Strauss solía cultivar los tempi ligeros, no tenía especial predilección por los ensayos orquestales y tampoco confiaba demasiado en su memoria, especialmente desde que le jugara una mala pasada al comienzo de su carrera durante una función de Don Giovanni en Weimar; por esa razón actuaba siempre con la partitura delante. Terminó confeccionando un decálogo dirigido a los jóvenes directores que publicó dentro de su libro Betrachtungen und Erinnerungen –Reflexiones y recuerdos– (Zúrich, 1949) donde les prevenía contra el mal gusto de mostrar placer, sudar en público o no controlar los excesos de la orquesta. Su repertorio no era muy diferente del resto de los Kapellmeister de su tiempo y, aunque predominó la ópera, llegaría a combinar por igual el podio de la orquesta sinfónica con el foso del teatro.
En este sentido, no es verdad que tuviera una especial predilección en dirigir sus propias composiciones; es más, en un momento de su vida no quiso seguir dirigiendo Der Rosenkavalier “al haberlo dirigido con tanta frecuencia”. Strauss fue un director muy implicado con el medio fonográfico, especialmente a partir del surgimiento de las grabaciones eléctricas a mediados de los años veinte del siglo pasado; predominan en su discografía registros de composiciones propias donde representa en sonido como nadie la excitación de Don Juan, la ideal combinación entre humor y viveza de Till Eulenspiegel o el encanto e ingenio de Ein Heldenleben.
Sin embargo, Strauss siempre prefirió como director de orquesta a sus tres héroes: Mozart, Beethoven y Wagner.
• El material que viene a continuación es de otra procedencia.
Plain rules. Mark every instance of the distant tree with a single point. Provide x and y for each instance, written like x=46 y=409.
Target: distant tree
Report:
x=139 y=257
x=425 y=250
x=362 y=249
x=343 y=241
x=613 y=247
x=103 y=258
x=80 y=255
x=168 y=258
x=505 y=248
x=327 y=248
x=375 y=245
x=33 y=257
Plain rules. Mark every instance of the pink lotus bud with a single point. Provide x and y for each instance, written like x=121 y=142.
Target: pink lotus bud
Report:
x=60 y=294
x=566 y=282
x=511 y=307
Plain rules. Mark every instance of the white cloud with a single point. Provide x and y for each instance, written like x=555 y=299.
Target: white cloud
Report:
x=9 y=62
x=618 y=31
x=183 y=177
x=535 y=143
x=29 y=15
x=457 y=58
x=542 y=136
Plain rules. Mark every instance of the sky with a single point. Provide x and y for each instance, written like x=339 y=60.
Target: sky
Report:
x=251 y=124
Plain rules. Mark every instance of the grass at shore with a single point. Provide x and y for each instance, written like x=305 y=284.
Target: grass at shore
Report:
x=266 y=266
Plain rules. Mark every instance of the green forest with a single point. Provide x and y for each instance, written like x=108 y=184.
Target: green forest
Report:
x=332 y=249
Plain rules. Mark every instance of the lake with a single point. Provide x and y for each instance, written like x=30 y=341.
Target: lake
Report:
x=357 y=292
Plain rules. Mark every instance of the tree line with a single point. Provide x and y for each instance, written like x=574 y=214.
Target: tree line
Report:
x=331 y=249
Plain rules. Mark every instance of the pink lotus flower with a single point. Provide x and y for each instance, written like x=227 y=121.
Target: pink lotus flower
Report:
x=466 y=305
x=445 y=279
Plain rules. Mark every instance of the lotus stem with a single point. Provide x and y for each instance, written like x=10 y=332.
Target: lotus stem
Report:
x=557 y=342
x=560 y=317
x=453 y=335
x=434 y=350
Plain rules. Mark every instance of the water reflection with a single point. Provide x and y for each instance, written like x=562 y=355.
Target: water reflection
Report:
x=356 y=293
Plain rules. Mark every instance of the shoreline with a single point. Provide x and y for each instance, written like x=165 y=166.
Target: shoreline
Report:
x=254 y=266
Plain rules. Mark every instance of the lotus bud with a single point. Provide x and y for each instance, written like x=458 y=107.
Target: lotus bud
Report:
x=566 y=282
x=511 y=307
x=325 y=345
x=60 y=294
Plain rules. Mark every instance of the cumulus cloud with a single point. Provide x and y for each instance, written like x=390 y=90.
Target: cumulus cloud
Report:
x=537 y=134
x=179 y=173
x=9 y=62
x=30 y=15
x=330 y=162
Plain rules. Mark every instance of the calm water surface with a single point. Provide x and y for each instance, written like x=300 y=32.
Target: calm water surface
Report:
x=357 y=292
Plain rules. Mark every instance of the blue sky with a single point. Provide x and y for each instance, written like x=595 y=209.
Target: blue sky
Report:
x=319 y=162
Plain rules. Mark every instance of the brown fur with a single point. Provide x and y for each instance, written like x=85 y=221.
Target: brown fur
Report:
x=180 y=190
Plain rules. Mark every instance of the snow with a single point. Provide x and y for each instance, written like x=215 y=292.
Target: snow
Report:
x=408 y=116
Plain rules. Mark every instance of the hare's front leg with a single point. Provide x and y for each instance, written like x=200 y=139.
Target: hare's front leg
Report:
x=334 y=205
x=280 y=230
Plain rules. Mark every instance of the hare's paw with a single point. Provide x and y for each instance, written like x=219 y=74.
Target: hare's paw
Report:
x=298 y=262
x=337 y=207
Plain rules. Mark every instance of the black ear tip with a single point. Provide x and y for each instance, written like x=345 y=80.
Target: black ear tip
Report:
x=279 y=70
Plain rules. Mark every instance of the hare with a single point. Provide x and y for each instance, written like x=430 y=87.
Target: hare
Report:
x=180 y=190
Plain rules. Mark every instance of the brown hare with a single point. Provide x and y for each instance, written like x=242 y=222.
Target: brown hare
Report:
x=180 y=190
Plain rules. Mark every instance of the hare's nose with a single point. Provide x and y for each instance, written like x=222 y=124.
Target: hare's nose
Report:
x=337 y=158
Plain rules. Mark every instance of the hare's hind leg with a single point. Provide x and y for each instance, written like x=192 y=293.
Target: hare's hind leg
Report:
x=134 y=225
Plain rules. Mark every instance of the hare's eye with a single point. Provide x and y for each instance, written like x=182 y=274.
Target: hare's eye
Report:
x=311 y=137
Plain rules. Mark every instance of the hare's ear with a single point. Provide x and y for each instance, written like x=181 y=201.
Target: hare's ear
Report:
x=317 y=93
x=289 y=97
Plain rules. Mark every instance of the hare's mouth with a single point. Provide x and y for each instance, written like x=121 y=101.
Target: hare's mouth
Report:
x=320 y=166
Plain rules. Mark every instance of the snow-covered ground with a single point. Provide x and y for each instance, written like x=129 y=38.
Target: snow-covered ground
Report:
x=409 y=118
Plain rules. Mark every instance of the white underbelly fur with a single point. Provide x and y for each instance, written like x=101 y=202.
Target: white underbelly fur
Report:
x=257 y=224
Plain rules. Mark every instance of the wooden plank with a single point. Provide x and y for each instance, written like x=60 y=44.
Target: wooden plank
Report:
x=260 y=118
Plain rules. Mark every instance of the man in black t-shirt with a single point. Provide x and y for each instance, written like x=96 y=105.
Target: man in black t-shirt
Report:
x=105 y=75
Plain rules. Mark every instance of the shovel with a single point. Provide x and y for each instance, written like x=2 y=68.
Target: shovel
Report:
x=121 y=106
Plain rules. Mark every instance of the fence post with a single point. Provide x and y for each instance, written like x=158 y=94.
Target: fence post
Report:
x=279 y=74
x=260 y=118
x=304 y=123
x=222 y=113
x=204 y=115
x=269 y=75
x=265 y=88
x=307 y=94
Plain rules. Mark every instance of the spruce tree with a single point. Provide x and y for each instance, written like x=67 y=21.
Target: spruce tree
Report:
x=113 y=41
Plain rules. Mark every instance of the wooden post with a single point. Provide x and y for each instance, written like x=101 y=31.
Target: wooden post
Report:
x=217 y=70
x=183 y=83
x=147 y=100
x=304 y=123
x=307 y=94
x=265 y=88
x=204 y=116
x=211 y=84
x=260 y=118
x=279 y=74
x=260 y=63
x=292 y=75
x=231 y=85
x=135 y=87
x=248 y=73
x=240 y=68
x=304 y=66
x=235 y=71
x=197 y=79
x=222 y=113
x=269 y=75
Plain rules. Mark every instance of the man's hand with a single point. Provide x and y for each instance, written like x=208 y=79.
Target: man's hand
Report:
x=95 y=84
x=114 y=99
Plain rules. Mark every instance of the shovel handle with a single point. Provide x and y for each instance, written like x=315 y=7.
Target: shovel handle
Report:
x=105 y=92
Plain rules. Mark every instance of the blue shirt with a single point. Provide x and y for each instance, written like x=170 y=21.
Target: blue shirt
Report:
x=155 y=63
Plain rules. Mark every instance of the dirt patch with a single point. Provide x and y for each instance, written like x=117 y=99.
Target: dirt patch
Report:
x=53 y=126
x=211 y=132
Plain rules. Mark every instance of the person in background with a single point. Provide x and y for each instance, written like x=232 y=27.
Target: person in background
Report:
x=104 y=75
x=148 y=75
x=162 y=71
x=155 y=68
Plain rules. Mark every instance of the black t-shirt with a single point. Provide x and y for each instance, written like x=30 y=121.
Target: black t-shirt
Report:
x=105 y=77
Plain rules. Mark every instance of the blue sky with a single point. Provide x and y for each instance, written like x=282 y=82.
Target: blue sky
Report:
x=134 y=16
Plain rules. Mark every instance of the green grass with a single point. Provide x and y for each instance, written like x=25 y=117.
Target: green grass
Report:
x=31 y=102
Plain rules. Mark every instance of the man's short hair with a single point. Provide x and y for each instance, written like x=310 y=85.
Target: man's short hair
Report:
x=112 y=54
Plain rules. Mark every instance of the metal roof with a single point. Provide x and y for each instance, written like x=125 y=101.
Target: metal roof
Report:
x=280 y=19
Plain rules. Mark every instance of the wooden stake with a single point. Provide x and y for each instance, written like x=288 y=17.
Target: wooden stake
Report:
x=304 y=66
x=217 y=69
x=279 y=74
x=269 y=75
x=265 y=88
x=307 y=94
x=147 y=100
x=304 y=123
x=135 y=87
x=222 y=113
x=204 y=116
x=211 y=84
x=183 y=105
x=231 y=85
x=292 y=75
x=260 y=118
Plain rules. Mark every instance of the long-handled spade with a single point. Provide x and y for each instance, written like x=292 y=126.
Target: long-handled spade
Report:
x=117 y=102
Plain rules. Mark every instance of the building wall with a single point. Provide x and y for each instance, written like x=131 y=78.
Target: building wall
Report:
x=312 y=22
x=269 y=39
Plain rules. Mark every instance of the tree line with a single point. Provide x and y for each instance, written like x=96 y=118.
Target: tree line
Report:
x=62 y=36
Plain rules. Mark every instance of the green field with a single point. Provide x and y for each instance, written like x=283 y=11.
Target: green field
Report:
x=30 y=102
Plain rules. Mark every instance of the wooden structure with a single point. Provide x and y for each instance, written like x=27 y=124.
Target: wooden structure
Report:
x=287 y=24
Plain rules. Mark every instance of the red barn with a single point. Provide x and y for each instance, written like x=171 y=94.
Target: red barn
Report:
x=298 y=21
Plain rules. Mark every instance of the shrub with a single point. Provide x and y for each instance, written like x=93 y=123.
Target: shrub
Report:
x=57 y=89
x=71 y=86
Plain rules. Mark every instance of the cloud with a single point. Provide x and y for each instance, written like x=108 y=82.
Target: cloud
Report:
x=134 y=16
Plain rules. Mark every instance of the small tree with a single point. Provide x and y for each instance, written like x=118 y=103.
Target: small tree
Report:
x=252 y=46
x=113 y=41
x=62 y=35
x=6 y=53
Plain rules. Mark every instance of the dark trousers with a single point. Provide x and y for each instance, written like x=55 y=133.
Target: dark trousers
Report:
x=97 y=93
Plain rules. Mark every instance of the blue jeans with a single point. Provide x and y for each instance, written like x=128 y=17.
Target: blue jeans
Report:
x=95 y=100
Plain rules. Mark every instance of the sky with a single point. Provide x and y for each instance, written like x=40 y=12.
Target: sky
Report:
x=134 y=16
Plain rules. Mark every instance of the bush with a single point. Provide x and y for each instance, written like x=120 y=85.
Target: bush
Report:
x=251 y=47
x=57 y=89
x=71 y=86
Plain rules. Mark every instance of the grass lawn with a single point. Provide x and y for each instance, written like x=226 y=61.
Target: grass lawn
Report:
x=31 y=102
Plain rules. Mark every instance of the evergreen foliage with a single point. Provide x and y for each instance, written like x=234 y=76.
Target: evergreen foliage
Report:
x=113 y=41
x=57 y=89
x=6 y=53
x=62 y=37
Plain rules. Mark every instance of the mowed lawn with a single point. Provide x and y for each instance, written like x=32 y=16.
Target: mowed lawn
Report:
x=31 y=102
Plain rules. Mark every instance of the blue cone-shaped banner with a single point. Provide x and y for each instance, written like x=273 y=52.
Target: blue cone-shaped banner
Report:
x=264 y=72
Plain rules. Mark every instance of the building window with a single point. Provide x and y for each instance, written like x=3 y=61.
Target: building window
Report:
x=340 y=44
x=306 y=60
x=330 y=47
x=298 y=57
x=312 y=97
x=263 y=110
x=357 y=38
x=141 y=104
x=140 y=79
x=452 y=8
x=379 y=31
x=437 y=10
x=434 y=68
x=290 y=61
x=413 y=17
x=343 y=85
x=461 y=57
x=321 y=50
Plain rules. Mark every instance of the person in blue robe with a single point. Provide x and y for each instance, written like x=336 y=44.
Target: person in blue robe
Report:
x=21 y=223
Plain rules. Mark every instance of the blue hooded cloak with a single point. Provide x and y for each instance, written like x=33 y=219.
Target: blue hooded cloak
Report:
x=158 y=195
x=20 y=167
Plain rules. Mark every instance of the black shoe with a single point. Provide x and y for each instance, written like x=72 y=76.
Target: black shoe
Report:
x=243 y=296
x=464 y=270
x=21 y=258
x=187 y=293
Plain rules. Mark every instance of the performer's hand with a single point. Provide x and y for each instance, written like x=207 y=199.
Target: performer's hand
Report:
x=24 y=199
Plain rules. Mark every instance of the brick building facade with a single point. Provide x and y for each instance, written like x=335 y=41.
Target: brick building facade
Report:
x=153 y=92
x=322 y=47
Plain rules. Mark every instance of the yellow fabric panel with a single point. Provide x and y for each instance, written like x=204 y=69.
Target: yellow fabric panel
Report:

Estilísticamente cultivaba la estética imperante en el siglo XIX del llamado espressivo, es decir, del manejo retórico del fraseo rubato, que le permitía, por ejemplo, diferenciar los diferentes temas de una obertura o un movimiento sinfónico a través de las modulaciones del tempo; ejemplos de ello se encuentran en sus registros para Deutsche Grammophon de las tres últimas sinfonías de Mozart (1926-1927) junto a la obertura de Die Zauberflöte (1927) o en la Quinta y Séptima de Beethoven (1927-1928), en donde además escuchamos el exquisito y tupido fraseo en la cuerda, donde evitaba los modernos arqueados uniformes, o la personal elegancia de los portamentos.
Sus interpretaciones de Tristan und Isolde de Wagner eran legendarias por su inigualable representación sonora del erotismo al compensar la fogosidad masculina en la cuerda con la atracción femenina en la madera que podemos escuchar en su excepcional versión del preludio grabado en 1928 al frente de la Filarmónica de Berlín. Pero Strauss pasará a la historia como gran mozartiano; sus interpretaciones de Le nozze di Figaro, Don Giovanni y Così fan tutte resultan inolvidables a pesar de la práctica ausencia de registros sonoros (tan sólo unos fragmentos de esta última ópera grabados privadamente en Múnich en 1932); combinaba una sensacional ligereza orquestal con equilibrados acompañamientos a los cantantes en donde incluso solía improvisar él mismo al teclado los recitativos con citas de sus propias composiciones. Está claro que si Richard Strauss no hubiera escrito tantas obras musicales relevantes estaríamos celebrando el 150º aniversario de un gran director de orquesta.
Pablo L. Rodríguez es profesor de Musicología en la Universidad de La Rioja.